Someone such as Israel Regardie sort of syncretized Reichian techniques and body mindfulness in his work as a therapist. Although I do not know for sure if the cycle of the sexual orgasm really is “the most important […] in the life of a healthy adult”, becoming aware of similar cycles of muscular contraction and relaxation appears the basis of both body mindfulness and Reichian techniques. In other words, “attention”.

Although he isn’t named in this essay, Bucky Fuller also said that Universe is all about tension, and that is of course what muscular armoring is. I find it noteworthy that, as words, tension and attention would sound so closely related. The power of wording is discussed in the essay when mentioning the discomfort some people experience around the sex-related vocabulary. As such, we indeed find here both the General Semantics and Zen Buddhism ideas that Chad in his Introduction told us seemed to be “the most prominent thread running” in the book.

Oz Fritz said...

The Blake quote also inspired the title of Aldous Huxley's very influential work, The Doors of Perception.

Pornography seems a different beast since since RAW railed at those who call it vulgar. I daresay he may have found some modern pornography vulgar.
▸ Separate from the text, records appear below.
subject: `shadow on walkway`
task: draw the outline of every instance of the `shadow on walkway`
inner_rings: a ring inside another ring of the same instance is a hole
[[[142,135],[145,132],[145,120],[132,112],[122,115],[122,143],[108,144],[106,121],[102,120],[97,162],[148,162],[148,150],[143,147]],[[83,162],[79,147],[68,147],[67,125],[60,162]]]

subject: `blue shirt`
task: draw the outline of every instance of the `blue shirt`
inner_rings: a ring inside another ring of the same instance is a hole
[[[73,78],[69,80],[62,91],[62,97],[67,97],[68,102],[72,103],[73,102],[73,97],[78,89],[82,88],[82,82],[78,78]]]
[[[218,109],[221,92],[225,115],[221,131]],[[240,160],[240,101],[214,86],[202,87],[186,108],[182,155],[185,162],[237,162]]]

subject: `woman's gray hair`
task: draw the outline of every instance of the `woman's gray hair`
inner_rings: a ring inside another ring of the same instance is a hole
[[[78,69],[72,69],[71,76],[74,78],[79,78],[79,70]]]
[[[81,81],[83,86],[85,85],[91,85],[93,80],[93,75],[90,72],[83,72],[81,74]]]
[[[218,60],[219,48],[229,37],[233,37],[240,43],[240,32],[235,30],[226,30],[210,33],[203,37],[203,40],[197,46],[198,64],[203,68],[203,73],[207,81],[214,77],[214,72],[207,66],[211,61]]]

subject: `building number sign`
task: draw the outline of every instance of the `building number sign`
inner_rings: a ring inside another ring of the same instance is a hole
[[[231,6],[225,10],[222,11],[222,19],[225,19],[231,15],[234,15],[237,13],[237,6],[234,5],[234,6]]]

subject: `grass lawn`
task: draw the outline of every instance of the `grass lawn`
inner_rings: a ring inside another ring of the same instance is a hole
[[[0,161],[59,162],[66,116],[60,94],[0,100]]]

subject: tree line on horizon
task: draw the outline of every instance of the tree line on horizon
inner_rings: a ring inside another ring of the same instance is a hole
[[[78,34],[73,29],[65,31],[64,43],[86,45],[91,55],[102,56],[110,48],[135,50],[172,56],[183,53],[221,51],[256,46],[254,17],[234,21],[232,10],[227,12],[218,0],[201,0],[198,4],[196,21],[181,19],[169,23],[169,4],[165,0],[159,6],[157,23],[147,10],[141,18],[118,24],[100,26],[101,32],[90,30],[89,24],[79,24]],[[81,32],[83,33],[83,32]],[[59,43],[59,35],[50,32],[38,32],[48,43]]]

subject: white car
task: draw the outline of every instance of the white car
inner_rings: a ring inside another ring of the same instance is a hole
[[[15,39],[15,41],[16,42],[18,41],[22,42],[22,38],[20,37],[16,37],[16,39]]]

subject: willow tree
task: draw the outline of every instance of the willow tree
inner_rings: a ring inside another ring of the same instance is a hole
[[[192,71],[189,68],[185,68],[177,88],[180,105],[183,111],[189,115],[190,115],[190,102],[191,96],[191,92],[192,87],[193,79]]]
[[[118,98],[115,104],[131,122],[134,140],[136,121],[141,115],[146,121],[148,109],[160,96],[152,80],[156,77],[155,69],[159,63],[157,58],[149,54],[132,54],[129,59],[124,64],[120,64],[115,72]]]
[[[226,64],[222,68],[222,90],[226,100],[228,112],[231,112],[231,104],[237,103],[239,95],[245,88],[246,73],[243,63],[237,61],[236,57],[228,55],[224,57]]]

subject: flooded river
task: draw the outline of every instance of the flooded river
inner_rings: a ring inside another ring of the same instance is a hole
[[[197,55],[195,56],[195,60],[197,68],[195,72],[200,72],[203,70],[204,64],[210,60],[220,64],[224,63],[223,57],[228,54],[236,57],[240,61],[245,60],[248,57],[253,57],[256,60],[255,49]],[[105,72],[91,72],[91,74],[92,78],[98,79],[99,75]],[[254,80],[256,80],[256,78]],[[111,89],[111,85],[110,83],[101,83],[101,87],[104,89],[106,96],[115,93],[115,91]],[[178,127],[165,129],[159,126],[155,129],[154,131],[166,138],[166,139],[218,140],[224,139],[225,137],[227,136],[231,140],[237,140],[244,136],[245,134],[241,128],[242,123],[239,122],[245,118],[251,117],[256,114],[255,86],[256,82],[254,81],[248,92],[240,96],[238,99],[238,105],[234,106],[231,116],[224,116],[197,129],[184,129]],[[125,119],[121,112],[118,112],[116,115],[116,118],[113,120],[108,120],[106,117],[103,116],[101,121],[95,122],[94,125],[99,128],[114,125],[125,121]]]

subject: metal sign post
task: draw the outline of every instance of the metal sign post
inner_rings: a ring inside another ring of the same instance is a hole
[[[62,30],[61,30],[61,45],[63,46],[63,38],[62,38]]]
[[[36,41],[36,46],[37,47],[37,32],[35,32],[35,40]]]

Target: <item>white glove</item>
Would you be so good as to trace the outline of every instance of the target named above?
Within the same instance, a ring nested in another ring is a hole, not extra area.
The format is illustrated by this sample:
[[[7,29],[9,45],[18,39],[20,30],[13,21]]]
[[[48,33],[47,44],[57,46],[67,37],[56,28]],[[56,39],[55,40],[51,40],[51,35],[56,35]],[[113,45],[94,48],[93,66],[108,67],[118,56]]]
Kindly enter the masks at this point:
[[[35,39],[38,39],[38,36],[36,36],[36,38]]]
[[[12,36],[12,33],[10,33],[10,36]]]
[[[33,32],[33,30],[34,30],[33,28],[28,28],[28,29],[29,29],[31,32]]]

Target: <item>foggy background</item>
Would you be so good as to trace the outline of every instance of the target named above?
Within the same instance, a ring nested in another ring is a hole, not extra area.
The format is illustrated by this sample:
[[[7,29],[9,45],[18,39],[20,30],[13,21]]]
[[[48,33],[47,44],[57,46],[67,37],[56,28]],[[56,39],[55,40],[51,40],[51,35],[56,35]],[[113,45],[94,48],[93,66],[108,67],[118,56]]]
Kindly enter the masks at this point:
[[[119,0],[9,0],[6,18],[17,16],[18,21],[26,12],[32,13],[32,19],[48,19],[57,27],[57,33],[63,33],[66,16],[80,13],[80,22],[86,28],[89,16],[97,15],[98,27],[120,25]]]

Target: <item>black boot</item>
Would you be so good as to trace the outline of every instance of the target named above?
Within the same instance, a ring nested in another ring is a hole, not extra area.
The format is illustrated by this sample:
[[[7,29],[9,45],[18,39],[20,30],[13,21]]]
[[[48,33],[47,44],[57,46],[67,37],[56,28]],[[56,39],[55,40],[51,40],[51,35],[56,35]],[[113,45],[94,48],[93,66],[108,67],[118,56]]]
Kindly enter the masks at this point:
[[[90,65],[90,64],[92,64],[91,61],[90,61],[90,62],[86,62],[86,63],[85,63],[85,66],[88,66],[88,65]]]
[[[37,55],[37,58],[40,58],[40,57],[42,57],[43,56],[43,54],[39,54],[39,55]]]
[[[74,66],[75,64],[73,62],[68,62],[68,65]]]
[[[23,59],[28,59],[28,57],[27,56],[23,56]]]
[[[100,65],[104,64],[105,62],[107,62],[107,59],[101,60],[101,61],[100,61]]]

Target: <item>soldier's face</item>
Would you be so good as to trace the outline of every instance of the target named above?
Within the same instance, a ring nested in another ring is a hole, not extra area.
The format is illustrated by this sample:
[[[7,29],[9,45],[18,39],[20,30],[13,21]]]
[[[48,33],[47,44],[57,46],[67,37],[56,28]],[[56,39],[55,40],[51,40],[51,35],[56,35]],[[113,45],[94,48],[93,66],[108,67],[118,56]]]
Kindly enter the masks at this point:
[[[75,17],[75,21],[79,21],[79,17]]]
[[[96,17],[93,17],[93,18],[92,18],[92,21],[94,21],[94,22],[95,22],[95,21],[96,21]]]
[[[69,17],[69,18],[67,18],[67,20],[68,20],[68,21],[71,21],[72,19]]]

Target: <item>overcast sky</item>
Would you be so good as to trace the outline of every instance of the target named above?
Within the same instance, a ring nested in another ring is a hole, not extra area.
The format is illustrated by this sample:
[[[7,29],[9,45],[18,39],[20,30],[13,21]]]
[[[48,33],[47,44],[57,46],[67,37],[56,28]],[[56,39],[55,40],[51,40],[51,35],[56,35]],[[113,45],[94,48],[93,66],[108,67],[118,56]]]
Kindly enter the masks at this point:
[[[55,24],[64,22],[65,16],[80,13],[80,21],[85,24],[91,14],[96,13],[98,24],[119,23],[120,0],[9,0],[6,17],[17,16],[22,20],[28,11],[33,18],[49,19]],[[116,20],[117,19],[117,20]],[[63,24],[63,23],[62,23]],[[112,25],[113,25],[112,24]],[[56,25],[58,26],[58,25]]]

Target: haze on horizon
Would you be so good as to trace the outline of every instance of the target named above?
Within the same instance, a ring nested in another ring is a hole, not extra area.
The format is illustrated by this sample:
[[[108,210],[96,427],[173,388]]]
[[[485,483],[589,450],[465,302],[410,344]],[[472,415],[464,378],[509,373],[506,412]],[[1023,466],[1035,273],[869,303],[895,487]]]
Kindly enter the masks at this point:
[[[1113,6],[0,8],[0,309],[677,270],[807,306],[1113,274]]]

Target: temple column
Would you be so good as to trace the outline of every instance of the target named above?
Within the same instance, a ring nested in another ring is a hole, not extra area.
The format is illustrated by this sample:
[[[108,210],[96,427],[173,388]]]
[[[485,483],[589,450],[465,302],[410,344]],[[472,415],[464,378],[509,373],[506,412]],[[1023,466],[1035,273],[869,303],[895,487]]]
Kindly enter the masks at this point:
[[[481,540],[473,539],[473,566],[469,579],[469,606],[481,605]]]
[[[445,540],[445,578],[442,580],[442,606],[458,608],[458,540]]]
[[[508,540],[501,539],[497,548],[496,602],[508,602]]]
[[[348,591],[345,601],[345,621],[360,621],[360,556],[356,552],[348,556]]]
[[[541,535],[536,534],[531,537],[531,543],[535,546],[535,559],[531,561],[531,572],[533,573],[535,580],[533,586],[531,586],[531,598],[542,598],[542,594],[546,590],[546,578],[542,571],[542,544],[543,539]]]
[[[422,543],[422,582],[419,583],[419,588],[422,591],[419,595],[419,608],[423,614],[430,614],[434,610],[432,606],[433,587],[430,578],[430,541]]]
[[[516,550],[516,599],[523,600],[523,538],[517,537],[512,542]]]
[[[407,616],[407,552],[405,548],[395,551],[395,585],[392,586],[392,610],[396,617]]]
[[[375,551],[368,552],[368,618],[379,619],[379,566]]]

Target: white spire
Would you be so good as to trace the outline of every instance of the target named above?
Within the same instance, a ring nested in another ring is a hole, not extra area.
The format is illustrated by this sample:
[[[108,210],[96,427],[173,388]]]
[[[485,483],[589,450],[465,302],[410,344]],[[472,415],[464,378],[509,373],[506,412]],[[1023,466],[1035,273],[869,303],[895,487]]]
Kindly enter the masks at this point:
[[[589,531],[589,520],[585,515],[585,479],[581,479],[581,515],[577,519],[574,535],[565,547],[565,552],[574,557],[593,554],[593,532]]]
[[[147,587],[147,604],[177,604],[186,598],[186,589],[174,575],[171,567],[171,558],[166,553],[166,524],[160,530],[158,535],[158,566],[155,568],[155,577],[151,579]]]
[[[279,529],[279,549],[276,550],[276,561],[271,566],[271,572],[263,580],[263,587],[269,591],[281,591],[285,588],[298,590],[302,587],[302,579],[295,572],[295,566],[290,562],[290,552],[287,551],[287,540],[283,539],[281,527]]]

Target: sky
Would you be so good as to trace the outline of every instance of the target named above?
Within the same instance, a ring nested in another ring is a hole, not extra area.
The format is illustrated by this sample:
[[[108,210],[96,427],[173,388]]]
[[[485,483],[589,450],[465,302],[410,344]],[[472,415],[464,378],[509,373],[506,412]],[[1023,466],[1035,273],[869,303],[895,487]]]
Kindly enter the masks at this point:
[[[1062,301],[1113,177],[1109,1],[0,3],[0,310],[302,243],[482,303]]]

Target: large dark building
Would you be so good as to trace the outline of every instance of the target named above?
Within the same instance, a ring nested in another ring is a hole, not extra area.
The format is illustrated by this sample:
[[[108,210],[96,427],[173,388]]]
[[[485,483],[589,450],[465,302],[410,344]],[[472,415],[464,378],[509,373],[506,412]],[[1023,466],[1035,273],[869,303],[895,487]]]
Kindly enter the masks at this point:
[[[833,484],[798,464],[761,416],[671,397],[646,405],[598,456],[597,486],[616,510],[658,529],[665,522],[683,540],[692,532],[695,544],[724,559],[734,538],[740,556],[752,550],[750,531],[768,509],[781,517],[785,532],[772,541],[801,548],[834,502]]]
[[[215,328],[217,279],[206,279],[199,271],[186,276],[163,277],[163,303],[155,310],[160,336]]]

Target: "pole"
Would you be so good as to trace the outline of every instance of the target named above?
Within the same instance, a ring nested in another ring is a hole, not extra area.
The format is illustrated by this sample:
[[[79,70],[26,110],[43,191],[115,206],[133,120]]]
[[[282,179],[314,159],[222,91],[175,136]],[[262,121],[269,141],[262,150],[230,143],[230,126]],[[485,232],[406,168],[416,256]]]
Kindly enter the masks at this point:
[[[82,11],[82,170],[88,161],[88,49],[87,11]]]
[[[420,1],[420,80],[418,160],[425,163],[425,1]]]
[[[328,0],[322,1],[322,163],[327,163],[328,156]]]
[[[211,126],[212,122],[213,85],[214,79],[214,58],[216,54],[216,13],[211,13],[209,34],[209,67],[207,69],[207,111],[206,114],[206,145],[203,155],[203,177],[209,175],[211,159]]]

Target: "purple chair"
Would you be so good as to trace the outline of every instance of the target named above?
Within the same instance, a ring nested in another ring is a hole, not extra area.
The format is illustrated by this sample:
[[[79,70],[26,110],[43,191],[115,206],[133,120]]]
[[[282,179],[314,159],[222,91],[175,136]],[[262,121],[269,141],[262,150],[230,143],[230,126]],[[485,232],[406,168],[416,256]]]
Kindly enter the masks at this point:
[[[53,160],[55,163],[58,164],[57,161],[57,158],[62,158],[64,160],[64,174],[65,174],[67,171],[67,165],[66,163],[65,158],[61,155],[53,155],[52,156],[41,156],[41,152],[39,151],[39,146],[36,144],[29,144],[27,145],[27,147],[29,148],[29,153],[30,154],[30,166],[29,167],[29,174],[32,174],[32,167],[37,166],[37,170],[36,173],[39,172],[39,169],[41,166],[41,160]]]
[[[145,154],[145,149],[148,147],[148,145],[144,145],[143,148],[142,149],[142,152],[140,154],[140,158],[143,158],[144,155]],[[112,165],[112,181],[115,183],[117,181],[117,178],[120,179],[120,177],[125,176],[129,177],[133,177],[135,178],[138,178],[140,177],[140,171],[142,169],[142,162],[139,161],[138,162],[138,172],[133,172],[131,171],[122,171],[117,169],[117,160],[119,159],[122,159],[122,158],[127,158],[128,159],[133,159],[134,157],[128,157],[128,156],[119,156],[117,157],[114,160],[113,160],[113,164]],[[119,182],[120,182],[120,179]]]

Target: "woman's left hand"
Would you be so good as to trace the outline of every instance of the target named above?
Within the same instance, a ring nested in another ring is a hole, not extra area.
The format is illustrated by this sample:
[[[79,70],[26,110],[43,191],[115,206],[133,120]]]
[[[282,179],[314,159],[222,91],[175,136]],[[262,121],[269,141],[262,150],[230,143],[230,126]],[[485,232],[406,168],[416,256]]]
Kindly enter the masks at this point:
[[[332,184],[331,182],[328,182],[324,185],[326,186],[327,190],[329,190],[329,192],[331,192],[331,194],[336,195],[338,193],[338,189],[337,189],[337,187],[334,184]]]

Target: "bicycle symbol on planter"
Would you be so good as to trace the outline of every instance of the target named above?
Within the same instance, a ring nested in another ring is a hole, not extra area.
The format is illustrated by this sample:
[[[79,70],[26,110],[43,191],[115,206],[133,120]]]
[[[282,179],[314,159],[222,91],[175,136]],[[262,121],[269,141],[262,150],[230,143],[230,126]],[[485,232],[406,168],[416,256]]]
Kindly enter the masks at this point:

This, naturally, reads like early RAW. He appears to have not yet discovered Crowley, tolerance for disagreeable views, and probably hasn't begun the Sufi heart exercises described in Cosmic Trigger. His "militant anger" will gradually transform more in the direction of compassion for all things, another central tenet of Buddhism.

This essay fits well the theme of the book. The call for "attention" seems worth the price of admission.